Weighting Strategy FID↓ IS↑
Uniform (VAR) 3.36 277.8
Linear ~3.2 ~280
Log-Normal 3.01 288.6

Key Findings

  • HMAR-d30 matches VAR-d30 on ImageNet 256×256 with an FID of 1.95, but improves IS from 303.6 to 334.5 (+31 points), offering a significant perceptual improvement in image quality.
  • The Markovian reformulation increases training sequence sparsity by 5× (at 256×256 resolution), and the IO-aware kernel accelerates attention computation by 10×.
  • Inference requires no KV cache, resulting in a 3× memory reduction, which makes large-scale models and high-resolution inference highly feasible.
  • The number of mask steps can be flexibly adjusted during inference: more steps at coarser scales improve global structure (FID↓), while more steps at finer scales enhance detail (IS↑).
  • Log-normal loss weighting reduces FID by approximately 0.35 and increases IS by around 11 compared to uniform weighting.
  • HMAR can be applied zero-shot to inpainting, outpainting, and class-conditional editing, capabilities that VAR lacks.

Highlights & Insights

  1. Elegant Markov Equivalence Derivation: Leverages the mathematical properties of VQ-VAE residual quantization to prove that \(p(r_k|r_{<k}) = p(r_k|\tilde{x}_{1:k-1})\), drawing an analogy to Laplacian/Gaussian pyramids.
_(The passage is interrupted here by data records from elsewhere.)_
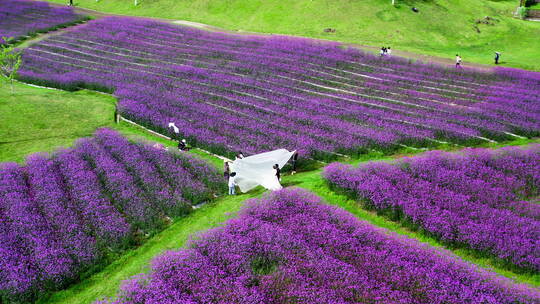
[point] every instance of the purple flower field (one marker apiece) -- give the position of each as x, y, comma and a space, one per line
21, 18
229, 92
473, 198
288, 247
64, 214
This formulation is theoretically concise and practically efficient.
  2. Simultaneous Improvements in Quality, Efficiency, and Flexibility: While these three aspects typically present a trade-off, HMAR wins on all fronts through the Markovian reformulation and masked generation, representing a rare Pareto improvement.
  3. Customizable Sampling Schedule: The number of mask steps can be independently adjusted at different scales without retraining, providing extreme flexibility for the trade-off between quality and speed.
  4. Custom IO-aware GPU Kernel: The engineering contribution is equally vital—the Triton-implemented block-sparse attention kernel translates the paper's theoretical sparsity advantages into concrete practical performance gains.

Limitations & Future Work

  • The parameter count is approximately 30-50% larger than the corresponding VAR model (e.g., HMAR-d16 with 465M vs VAR-d16 with 310M) due to the addition of the mask prediction head.
  • Validation is currently limited to class-conditional generation on ImageNet, with a lack of experiments on text-to-image generation.
  • Although the Markov assumption is validated by attention analysis, it might lose information in extreme edge cases (e.g., when distant preceding scales contain critical global structures).
  • The two-stage training process (next-scale training followed by mask fine-tuning) increases the complexity of the training pipeline.
  • HMAR is a hierarchical integration of VAR and MaskGIT—VAR provides inter-scale causality, while MaskGIT provides intra-scale non-causal refinement.
  • Comparison with HART (another VAR variant): HART employs continuous-value diffusion for intra-scale refinement, whereas HMAR utilizes discrete masked generation, which is much more efficient.
  • Implications for Video VAR: The Markovian technique can be applied to the temporal dimension of video frames to reduce the memory over head of long video generation.
  • The loss reweighting strategy can be generalized to any multi-scale or multi-stage generative models.

Rating

⭐⭐⭐⭐⭐ (5/5)

  • Novelty ⭐⭐⭐⭐⭐: Markov equivalence derivation + masked refinement + IO-aware kernel—the three contributions are tightly coupled and coherent.
  • Experimental Thoroughness ⭐⭐⭐⭐⭐: Evaluated across quality, efficiency, and flexibility; comprehensive ablation studies; compared against various baselines like VAR, DiT, and MaskGIT.
  • Writing Quality ⭐⭐⭐⭐⭐: Concise theoretical derivation, clear presentation of experiments, and overall excellent structure.
  • Value ⭐⭐⭐⭐⭐: Faster, more memory-efficient, and more flexible than VAR without compromising quality, serving as a drop-in upgrade solution.